Pointe-Noire : les nouveaux directeurs généraux des hôpitaux installés dans leurs fonctions

 Pointe-Noire : les nouveaux directeurs généraux des hôpitaux installés dans leurs fonctions

La cérémonie de passation de consignes des directeurs généraux des hôpitaux de Loandjili et Adolphe-Sicé a eu lieu dans ces différentes structures sanitaires en présence de Gilbert Mokoki, ministre de la Santé et de la Population.

A l’hôpital général de Loandjili, après la signature des documents de travail, Gilbert Mokoki, ministre de la Santé et de la Population a installé Sidonie Plaza dans ses fonctions. Elle remplace à ce poste Vital Evans Ebelebe. Le ministre a invité la nouvelle directrice générale à faire de la réforme hospitalière l’un de ses chevaux de bataille. Une réforme qui se fonde sur l’amélioration de la gouvernance hospitalière et clinique. « La lutte contre les antivaleurs intègre aussi le champ de la santé. C’est pourquoi  j’engage la direction générale dans la culture de la gestion administrative basée sur la performance, le contrôle et la sanction. J’aimerais ici dire à tout le personnel de cet hôpital que changer de comportement c’est avant tout marcher vers le progrès », a-t-il ajouté.

En prenant ces fonctions, Sidonie Plaza a promis mettre toutes ces orientations édictées en pratique et surtout de privilégier le dialogue dans la recherche des solutions aux différents problèmes inhérents au bon fonctionnement de l’hôpital général de Loandjili.

A l’hôpital général Adolphe-Sicé, le médecin chirurgien Lambert Chakirou, directeur général entrant, et le médecin colonel Jean Raoul Chocolat, directeur général sortant ont fait également leur passation de consignes en présence du ministre de la Santé et de la Population, Gilbert Mokoki.

Lambert Chakirou a, dans son adresse, annoncé qu’il va poursuivre les nombreux chantiers laissés par son prédécesseur afin de continuer à rehausser l’image de cet hôpital dans l’intérêt commun de l’Etat, des partenaires, des  agents et autres bénéficiaires des services de cette structure. Pour ce faire, il a choisi comme critères d’appréciation l’amour du travail bien fait, la loyauté et les qualités intrinsèques, appelant ses collaborateurs à faire preuve d’abnégation pour atteindre les objectifs fixés. «Ce qu’il faut retenir, c’est qu’il s’agit d’une mission commune que nous devrons accomplir chacun dans le champ d’action qui est le sien. La  gestion devra être collégiale, c’est pourquoi nous devons nous donner le devoir de former impérativement une équipe unie», a-t-il renchéri.

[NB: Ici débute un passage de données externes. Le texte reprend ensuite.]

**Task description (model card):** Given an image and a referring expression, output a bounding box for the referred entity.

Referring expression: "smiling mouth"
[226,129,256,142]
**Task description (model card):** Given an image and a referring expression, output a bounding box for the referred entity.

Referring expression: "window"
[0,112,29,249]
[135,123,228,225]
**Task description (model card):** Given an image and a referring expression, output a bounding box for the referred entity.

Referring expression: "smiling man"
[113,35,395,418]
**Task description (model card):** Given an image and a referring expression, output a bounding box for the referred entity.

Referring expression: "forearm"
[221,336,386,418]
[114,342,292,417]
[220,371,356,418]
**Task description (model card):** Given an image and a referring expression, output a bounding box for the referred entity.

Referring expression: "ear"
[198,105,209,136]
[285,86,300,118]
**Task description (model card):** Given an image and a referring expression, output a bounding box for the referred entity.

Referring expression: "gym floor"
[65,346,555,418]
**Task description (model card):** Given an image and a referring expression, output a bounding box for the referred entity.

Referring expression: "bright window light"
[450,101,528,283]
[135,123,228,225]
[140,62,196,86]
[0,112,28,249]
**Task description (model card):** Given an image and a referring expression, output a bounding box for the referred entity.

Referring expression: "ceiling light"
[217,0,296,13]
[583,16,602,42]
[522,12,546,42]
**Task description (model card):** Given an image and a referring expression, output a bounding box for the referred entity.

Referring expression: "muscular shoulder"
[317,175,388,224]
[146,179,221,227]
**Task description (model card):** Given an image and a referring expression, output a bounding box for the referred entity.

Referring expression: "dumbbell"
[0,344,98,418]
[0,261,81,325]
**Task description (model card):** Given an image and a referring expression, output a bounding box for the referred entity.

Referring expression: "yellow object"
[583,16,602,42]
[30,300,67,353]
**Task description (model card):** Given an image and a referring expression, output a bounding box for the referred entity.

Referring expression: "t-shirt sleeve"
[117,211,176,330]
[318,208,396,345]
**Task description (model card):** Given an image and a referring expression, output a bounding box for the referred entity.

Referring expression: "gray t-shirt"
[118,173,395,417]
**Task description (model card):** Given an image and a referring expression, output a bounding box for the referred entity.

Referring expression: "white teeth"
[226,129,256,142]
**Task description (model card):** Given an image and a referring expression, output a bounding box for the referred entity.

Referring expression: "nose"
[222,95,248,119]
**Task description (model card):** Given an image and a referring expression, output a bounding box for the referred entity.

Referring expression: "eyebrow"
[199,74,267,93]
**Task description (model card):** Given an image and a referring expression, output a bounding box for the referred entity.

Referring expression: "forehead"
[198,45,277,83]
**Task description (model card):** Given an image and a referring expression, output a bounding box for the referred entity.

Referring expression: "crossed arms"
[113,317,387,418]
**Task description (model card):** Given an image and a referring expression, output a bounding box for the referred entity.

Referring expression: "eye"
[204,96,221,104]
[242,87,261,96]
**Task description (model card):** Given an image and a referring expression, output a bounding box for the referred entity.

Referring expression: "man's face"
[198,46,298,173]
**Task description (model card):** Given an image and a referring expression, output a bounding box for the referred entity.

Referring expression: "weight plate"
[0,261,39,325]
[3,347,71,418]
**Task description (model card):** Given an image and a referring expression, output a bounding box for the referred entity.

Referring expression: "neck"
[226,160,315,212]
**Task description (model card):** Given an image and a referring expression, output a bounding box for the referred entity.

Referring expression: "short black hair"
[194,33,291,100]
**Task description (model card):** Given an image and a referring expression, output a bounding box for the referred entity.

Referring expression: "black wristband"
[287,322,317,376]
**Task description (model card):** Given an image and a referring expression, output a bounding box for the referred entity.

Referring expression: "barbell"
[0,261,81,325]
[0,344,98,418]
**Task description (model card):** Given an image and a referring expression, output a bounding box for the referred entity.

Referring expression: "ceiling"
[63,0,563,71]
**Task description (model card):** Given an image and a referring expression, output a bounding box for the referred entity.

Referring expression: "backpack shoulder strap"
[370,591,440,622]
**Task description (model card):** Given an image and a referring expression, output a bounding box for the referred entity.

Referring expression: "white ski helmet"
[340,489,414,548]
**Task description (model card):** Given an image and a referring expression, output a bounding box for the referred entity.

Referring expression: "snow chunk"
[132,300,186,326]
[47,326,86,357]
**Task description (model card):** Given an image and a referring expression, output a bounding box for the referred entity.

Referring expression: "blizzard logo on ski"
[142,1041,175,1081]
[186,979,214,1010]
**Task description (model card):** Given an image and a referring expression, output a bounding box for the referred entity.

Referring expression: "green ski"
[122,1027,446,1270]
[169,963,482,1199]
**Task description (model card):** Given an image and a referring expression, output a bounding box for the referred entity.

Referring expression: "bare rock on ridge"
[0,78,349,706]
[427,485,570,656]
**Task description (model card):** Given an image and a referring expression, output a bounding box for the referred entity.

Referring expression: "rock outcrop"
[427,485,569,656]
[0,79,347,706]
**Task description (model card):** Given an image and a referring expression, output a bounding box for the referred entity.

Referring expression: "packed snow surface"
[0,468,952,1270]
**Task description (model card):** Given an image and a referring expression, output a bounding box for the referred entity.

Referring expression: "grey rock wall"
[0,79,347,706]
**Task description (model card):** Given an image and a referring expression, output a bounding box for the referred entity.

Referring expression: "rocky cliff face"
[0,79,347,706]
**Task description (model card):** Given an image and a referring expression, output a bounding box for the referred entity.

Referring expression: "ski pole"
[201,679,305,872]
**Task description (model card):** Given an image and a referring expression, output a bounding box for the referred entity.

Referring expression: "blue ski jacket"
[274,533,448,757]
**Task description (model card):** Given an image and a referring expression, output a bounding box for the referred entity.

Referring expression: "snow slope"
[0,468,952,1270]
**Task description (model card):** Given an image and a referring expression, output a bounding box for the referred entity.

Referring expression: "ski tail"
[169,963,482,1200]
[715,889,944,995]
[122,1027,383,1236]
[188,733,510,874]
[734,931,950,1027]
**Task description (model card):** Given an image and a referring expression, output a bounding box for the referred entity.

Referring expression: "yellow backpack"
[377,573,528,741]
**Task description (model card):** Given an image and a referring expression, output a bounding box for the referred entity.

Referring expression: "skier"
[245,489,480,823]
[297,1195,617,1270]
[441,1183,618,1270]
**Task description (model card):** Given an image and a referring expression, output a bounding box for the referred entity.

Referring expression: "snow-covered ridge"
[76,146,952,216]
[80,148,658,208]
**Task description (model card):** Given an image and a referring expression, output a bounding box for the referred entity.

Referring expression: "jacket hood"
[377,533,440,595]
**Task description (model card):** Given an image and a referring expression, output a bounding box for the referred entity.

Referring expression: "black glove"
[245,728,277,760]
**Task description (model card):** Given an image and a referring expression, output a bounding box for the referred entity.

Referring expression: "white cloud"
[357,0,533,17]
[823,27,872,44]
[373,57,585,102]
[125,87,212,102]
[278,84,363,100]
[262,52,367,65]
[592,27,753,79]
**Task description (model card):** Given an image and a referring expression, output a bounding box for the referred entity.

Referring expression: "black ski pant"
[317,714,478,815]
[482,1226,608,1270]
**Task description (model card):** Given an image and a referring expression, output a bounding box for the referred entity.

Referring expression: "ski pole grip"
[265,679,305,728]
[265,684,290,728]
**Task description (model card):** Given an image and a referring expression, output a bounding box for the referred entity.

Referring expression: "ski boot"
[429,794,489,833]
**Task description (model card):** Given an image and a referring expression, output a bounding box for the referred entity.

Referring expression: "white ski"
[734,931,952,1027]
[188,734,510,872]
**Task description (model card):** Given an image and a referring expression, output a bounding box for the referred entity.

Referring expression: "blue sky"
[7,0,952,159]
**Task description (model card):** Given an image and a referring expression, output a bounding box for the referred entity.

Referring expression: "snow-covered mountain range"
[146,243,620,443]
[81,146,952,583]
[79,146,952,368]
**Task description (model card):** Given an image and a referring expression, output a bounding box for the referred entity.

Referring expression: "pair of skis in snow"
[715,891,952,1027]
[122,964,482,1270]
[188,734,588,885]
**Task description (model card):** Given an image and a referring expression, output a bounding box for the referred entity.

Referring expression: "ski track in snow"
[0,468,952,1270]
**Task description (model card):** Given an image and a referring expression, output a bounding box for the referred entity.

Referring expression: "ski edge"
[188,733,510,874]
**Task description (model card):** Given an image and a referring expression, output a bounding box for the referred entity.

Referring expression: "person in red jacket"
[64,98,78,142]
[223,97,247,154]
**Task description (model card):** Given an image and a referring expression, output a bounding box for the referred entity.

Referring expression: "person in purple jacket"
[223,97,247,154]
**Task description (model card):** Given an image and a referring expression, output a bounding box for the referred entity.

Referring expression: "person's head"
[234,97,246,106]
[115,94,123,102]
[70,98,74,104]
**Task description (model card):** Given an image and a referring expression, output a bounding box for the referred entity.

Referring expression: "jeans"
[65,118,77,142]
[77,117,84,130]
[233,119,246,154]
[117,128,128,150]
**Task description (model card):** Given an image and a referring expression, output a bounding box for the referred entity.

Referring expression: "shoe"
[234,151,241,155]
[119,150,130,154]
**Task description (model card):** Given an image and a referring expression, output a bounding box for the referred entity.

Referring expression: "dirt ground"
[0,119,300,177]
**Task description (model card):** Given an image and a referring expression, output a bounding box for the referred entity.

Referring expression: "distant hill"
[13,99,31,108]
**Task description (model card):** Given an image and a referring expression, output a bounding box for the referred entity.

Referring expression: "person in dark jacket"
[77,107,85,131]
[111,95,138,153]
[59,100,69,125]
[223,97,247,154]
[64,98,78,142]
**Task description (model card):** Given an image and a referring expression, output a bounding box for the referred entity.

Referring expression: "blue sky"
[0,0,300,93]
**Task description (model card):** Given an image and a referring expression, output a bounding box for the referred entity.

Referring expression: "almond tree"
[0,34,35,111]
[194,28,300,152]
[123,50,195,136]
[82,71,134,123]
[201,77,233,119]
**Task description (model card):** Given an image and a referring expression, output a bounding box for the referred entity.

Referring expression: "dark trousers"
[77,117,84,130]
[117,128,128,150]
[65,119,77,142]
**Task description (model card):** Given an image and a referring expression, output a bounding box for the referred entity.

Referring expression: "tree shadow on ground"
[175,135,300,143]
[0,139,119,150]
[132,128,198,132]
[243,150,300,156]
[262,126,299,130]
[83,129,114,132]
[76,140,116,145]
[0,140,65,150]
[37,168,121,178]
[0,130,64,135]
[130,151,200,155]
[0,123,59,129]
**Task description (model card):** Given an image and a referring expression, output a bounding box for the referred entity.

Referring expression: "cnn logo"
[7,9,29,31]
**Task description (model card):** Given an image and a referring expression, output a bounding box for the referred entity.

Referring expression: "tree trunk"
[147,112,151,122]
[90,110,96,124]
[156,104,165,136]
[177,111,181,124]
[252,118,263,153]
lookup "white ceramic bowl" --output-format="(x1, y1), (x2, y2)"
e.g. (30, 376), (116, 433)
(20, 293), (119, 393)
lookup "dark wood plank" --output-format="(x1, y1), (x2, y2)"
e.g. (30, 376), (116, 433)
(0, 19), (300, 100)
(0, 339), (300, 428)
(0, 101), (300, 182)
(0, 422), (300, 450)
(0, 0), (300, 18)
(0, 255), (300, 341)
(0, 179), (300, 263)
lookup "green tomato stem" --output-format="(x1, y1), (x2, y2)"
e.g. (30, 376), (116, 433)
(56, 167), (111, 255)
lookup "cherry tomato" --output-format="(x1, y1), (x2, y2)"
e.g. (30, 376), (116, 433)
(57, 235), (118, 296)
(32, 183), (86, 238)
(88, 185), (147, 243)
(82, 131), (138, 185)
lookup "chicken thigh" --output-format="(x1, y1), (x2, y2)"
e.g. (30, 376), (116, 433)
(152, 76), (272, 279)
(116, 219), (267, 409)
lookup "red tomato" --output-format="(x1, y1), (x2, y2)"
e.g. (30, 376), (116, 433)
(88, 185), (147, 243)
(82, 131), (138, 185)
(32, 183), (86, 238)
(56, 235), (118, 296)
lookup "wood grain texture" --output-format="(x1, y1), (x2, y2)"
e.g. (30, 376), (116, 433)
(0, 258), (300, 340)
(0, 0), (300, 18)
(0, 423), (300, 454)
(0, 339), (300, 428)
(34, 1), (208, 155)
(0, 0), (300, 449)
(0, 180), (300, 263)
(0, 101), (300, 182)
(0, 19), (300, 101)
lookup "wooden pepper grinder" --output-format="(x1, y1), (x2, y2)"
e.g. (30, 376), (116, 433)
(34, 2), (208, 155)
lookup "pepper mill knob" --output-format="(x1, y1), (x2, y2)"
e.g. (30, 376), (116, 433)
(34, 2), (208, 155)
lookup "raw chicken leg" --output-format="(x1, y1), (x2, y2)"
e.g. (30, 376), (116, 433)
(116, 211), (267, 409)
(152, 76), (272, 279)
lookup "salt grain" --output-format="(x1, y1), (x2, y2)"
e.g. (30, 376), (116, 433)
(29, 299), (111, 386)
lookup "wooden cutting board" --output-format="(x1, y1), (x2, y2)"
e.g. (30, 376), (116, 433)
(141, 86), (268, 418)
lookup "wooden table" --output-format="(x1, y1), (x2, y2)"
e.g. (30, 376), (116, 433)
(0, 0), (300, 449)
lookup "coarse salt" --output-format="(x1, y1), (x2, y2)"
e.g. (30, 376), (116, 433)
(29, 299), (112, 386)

Aussi, a-t-il exhorté les bénéficiaires directs et indirects des différents services de l’hôpital à se mettre en adéquation avec le règlement qui les régit afin de le rendre plus accessible, plus convivial, plus compétitif parce qu’ils auront tous fait l’effort de rendre moins pénible la tâche des personnels soignants. Une cohésion nécessaire pour avancer ensemble en ces temps difficiles qui nécessitent l’implication et la contribution de tous pour améliorer l’offre des soins, a-t-il ajouté.  

En effet, crée en 1931 et disposant de 600 lits et de 1777 agents, l’hôpital général Adolphe-Sicé devenu vétuste souffre de plusieurs maux qui minent son fonctionnement (le manque de projet d’établissement, manque de subvention de fonctionnement, vétusté des infrastructures et des équipements, le manque de scanner, d’IRM, de mammographie, de vidéo colposcope, insuffisance de l’outil informatique, de cabinet d’ORL et de stomatologie, des problèmes de permanence des médicaments d’urgence et des initiatives de gratuité. A cela s’ajoute, un passif financier énorme et plusieurs mois d’arriérés de salaire. 

Dans son mot d’orientaition, le ministre Gilbert Mokoki n’a pas manqué de féliciter les travailleurs de l’hôpital général Adolphe-Sicé qui, dans ces conditions difficiles, s’efforcent à remplir leur tâche quotidienne dans un climat social apaisé et saluer l’esprit de responsabilité des cadres et des partenaires sociaux. Toutefois, il les a exhortés à redoubler d’efforts pour répondre aux besoins de santé et des attentes de la population de Pointe-Noire, à consolider les acquis et à poursuivre l’amélioration de la gouvernance hospitalière et clinique et de convier les chefs de services cliniques à se muer en véritables managers et à se munir de tableau de bord leur permettant de suivre les performances de leurs services. «Des formations en gouvernance hospitalière seront organisées à cet effet», a t-il conclu.